Wetlands are widely regarded as biogeochemical hotspots of highly toxic methylmercury (MeHg), mainly mediated by sulfate-reducing bacteria. In low-lying coastal wetlands, sea level rise, a phenomenon caused by global climate change, is slowly degrading numerous healthy freshwater forested wetlands into salt-degraded counterparts with a nickname "ghost forests", and eventually converting them to saltmarshes. However, little is known about the changes of mercury (Hg) methylation, bioaccumulation, and biomagnification along the forest-to-saltmarsh gradient.
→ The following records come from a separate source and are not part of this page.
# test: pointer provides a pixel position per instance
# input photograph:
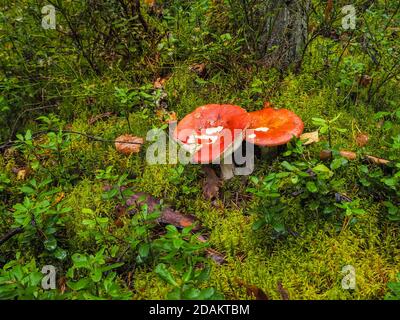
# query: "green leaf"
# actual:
(311, 187)
(80, 260)
(144, 250)
(78, 285)
(191, 294)
(96, 275)
(164, 274)
(50, 244)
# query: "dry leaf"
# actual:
(59, 198)
(199, 68)
(310, 137)
(165, 116)
(365, 80)
(21, 175)
(128, 144)
(211, 183)
(168, 215)
(215, 255)
(150, 3)
(98, 117)
(376, 160)
(159, 83)
(362, 139)
(252, 290)
(283, 292)
(348, 154)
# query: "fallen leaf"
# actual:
(168, 215)
(325, 154)
(96, 118)
(309, 137)
(21, 174)
(150, 3)
(365, 80)
(362, 139)
(219, 258)
(377, 160)
(128, 144)
(348, 154)
(211, 183)
(59, 198)
(283, 292)
(62, 284)
(199, 68)
(159, 83)
(165, 116)
(252, 290)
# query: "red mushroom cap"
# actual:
(273, 127)
(211, 131)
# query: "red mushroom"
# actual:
(271, 127)
(211, 133)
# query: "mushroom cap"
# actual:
(271, 127)
(212, 131)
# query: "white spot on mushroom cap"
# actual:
(210, 131)
(263, 129)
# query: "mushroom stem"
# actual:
(227, 170)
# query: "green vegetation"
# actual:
(118, 68)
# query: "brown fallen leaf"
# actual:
(348, 154)
(168, 215)
(128, 144)
(252, 290)
(219, 258)
(310, 137)
(58, 199)
(325, 154)
(362, 139)
(211, 183)
(150, 3)
(282, 291)
(159, 83)
(21, 173)
(96, 118)
(376, 160)
(165, 116)
(365, 80)
(199, 68)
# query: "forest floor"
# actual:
(64, 189)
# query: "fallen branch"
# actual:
(10, 234)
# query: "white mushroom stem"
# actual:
(227, 170)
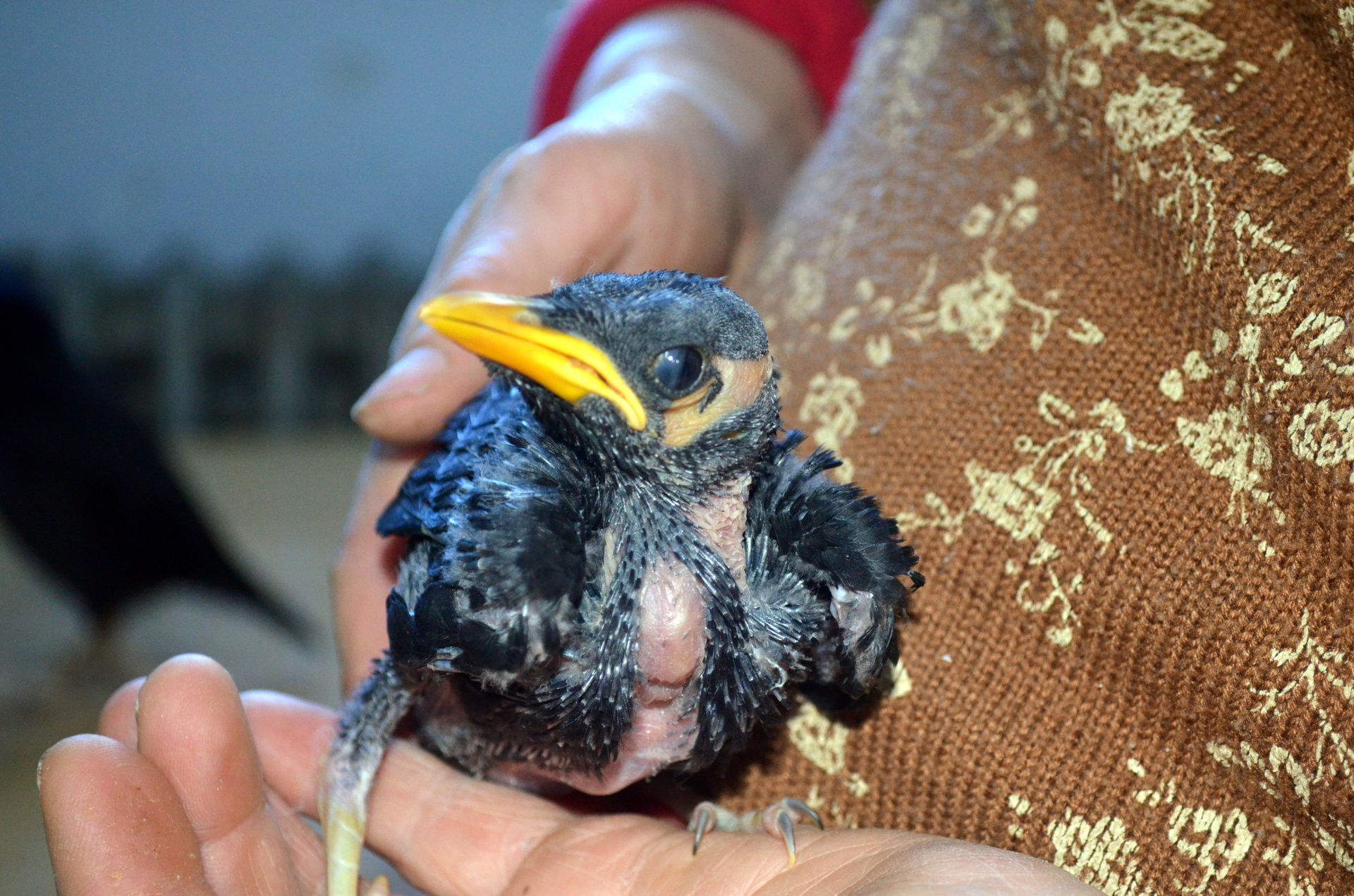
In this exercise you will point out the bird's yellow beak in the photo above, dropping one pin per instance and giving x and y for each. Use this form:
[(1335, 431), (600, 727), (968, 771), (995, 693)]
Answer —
[(507, 329)]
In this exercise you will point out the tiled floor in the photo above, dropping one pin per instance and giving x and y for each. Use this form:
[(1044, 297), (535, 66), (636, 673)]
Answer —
[(279, 505)]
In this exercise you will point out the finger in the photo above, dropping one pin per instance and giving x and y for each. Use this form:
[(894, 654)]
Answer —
[(114, 823), (439, 828), (365, 570), (191, 726), (118, 719), (550, 211)]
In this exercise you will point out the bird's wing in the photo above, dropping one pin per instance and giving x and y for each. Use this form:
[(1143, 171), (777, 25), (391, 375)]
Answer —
[(844, 550), (497, 520)]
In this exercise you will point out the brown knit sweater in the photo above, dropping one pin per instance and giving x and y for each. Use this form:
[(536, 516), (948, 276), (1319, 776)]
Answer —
[(1071, 287)]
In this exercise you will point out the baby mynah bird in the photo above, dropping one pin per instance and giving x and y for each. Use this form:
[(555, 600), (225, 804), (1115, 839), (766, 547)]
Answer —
[(614, 567)]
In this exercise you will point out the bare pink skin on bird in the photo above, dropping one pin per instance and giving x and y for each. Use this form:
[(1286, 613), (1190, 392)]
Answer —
[(672, 646)]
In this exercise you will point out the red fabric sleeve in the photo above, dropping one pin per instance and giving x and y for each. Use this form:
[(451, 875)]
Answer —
[(822, 35)]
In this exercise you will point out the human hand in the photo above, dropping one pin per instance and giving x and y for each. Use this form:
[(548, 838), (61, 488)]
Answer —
[(687, 129), (190, 791)]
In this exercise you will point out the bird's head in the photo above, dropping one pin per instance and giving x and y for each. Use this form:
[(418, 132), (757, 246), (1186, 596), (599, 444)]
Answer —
[(657, 374)]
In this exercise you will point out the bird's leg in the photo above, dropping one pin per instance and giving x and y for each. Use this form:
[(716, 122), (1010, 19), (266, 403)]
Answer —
[(354, 757), (778, 819)]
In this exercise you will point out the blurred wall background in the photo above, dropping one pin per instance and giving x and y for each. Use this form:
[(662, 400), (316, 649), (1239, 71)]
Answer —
[(232, 201), (231, 204)]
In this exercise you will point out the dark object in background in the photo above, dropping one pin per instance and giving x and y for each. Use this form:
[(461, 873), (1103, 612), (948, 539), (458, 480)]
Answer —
[(85, 488)]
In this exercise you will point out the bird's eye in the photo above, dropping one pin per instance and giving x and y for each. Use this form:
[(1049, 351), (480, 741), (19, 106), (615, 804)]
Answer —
[(678, 369)]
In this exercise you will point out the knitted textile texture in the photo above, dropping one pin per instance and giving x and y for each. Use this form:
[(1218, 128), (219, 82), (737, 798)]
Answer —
[(1070, 286)]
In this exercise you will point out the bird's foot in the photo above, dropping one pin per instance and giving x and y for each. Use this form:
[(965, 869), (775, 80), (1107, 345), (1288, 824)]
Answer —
[(778, 819)]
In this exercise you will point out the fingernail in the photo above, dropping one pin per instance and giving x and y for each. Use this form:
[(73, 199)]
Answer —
[(412, 375)]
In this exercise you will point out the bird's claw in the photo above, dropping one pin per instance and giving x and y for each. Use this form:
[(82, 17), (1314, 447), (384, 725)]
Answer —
[(778, 819)]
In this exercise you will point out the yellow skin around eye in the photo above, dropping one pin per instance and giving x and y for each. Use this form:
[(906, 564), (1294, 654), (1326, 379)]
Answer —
[(744, 381)]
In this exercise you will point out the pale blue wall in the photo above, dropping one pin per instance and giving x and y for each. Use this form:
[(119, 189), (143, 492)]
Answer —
[(244, 126)]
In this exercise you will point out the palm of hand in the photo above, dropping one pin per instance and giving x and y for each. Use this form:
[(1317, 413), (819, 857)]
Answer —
[(191, 791)]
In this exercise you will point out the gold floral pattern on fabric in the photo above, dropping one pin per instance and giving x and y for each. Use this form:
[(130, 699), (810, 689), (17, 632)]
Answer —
[(1071, 286)]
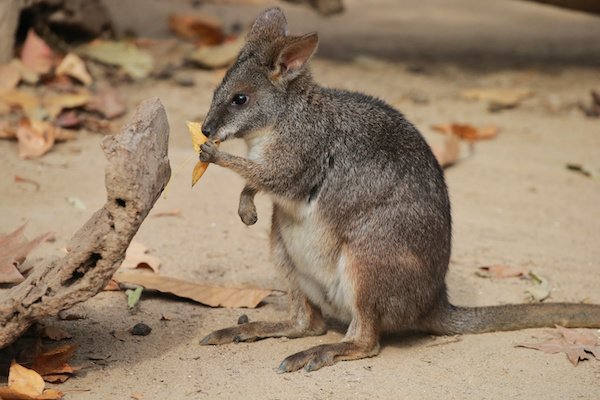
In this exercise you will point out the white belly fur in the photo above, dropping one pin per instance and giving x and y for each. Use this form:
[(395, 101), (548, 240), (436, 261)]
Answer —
[(319, 258)]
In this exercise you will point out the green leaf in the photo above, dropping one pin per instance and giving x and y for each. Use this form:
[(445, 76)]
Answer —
[(137, 63)]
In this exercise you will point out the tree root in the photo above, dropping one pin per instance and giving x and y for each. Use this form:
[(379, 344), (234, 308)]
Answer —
[(138, 170)]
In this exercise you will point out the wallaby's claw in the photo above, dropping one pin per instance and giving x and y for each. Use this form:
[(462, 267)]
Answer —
[(209, 152), (307, 360), (249, 217)]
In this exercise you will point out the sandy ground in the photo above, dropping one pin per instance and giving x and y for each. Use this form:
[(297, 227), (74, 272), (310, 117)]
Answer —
[(514, 203)]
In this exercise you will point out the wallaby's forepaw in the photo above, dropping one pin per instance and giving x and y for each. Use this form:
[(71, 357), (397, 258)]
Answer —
[(248, 213), (209, 153)]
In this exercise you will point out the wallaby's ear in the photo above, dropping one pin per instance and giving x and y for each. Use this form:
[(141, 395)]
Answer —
[(294, 55), (271, 24)]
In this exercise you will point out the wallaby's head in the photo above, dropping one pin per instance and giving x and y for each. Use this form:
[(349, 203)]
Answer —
[(269, 68)]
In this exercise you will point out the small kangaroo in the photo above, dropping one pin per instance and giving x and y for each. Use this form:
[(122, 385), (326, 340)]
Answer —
[(361, 217)]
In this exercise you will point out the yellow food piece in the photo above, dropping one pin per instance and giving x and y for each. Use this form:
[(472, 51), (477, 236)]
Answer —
[(198, 139)]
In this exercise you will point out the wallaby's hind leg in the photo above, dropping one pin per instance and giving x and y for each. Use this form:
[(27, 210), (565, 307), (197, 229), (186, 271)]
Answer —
[(361, 341), (247, 209)]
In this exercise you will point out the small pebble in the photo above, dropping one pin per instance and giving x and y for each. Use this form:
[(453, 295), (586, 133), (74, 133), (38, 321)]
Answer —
[(141, 330)]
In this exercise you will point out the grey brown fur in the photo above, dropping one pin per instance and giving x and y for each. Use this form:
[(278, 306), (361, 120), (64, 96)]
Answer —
[(361, 217)]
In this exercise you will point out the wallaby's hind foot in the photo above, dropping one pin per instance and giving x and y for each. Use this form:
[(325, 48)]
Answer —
[(247, 209), (327, 354)]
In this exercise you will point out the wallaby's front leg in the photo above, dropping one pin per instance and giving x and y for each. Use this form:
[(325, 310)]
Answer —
[(257, 175), (306, 320), (247, 209)]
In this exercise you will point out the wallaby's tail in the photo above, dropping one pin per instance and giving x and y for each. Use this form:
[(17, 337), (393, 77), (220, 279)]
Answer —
[(452, 320)]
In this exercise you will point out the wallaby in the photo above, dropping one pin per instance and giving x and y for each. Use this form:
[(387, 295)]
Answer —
[(361, 215)]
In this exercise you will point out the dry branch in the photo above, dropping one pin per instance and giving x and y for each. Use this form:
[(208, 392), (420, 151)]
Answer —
[(137, 172)]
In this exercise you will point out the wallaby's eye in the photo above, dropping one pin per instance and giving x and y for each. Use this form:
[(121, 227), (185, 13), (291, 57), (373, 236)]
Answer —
[(239, 99)]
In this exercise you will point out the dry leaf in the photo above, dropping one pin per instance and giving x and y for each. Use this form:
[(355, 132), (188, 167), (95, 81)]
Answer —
[(108, 103), (19, 178), (541, 289), (586, 170), (498, 97), (9, 77), (26, 384), (137, 63), (14, 251), (54, 361), (468, 132), (218, 56), (35, 137), (27, 102), (448, 152), (136, 257), (36, 54), (199, 28), (74, 67), (214, 296), (578, 345), (54, 333), (503, 271), (73, 313), (55, 104)]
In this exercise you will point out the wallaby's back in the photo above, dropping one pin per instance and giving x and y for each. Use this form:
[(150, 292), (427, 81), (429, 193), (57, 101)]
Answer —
[(361, 218)]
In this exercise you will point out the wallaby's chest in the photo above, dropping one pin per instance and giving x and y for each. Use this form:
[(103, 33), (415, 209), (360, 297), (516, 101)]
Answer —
[(318, 257)]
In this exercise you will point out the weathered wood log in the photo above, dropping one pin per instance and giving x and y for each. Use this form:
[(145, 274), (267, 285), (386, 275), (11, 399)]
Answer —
[(138, 170)]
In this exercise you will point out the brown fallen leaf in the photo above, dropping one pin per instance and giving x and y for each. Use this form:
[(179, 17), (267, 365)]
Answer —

Here, we conducted extensive field sampling in three wetland states (healthy forested wetlands, salt-degraded forested wetlands, and saltmarsh) along a salinity gradient (from 0 to 9.4 ppt) in Winyah Bay, South Carolina, USA. We found that in our study wetland systems the saltmarshes had the lowest levels of both total Hg and MeHg in sediments and biota, as compared to healthy forested wetlands and saltwater-degraded ghost forests. Our results suggest that the slow conversion of forested wetland to saltmarsh could reduce net MeHg production in our study wetland systems, which we hypothesized that could be attributed to increased sulfate reduction and excessive buildup of sulfide in sediment that inhibits microbial Hg methylation, and/or reduced canopy density and increased photodegradation of MeHg. However, it should be noted that biogeochemical MeHg responses to salinity changes may be site-specific and we urge more similar studies in other wetland systems along a salinity gradient. Therefore, long-term salinization of coastal wetlands and the slow conversion of forests to marshes could decrease long-term exposure of toxic MeHg levels in coastal food webs that are similar to our system, and ultimately reduce human exposure to this neurotoxin.